El sonido de los violines ya endulzaba mi oído cuando apenas entraba al salón. Decenas de máscaras extravagantes brillaban centelleantes bajo la luz de las lámparas de araña. Risas, aromas y copas de vino oneroso me rodeaban donde quiera que mirara.
Me pasee entre los corrillos de personas, a cada cual más poderosa, con conversaciones aburridas y muy probablemente por conveniencia.
Cada mirada me atravesaba como cuchillas afiladas, por consiguiente supe a la perfección que más de uno buscaba reconocerme tras mi disfraz, sin éxito, por supuesto.
Decidí que una copa apaciguaría mis nervios, me dispuse a caminar hacia la gran mesa perfectamente colocada en el centro de la sala, donde reposaban un conjunto de botellas y copas delicadas, listas para ser servidas.
—Permitame, señorita.— Un sirviente de uniforme oscuro se acercó a mi tan rápido como llegué, adelantándose y tomando la botella antes de que yo siquiera pudiera rozarla.
Observé como rellenaba la copa de un elixir dorado y efervescente.
—No era necesario...pude hacerlo yo misma—
El hombre parpadeó, como si no comprendiera mis palabras. Descifré en su rostro una mueca extraña, casi divertida, curvó levemente sus labios antes de volver a su expresión neutra.
—En este palacio nadie debe servirse a sí mismo madam—
La copa apareció en mi mano sin que pudiera evitarlo, el líquido brillaba centelleante bajo la luz de las velas.

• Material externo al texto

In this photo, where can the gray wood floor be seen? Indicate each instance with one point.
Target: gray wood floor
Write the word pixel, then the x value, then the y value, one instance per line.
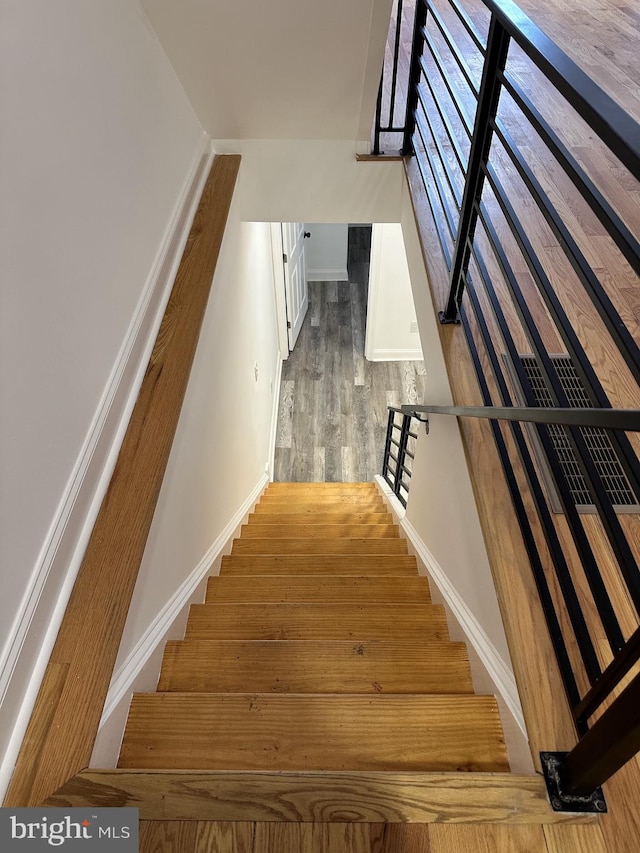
pixel 333 402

Tragué saliva, la mirada de aquel sirviente penetraba en mi, causandome una gran incomodidad, definitivamente mi comportamiento había levantado sospechas. No debí ser independiente, apuntado.
El se inclinó apenas, con un gesto impecable de respeto y se retiró velozmente para atender a otros invitados.
Busqué reconfortarme en el sabor amargo del licor, nada mal por cierto.
Aunque aquello no calmó la presión que en mi pecho sentía.
Me obligué a observar a las damas cercanas, sus plumas, encajes y joyas refulgían sobre sus cuellos y sombreros. Sus movimientos eran fluidos y perfectos, casi como un ensayo para una gran obra.
Los míos, en cambio, se sentían torpes y ajenos. Cada gesto mal aprendido me recordaba una vez más que no pertenecía a aquel lugar y que nunca lo haría. Forcé una sonrisa, tratando de imitar la ligereza del resto.
Entonces lo sentí.
Una vez más, ahí estaba esa sensación, similar a la que me provocó aquel sirviente, pero con un matiz diferente.
Una mirada me quemaba desde algún rincón del salón, retiré mi atención de la copa y analicé la multitud a mi alrededor, en busca de quien quiera que me estuviera observando.
Ahí estaba.
Arrastré mis pies que ahora se sentían más pesados, y no por el extenso vestido. Caminé directa hacia aquella silueta, esquivando a personas danzantes que entorpecían mi paso, hasta que finalmente le tuve frente a mi.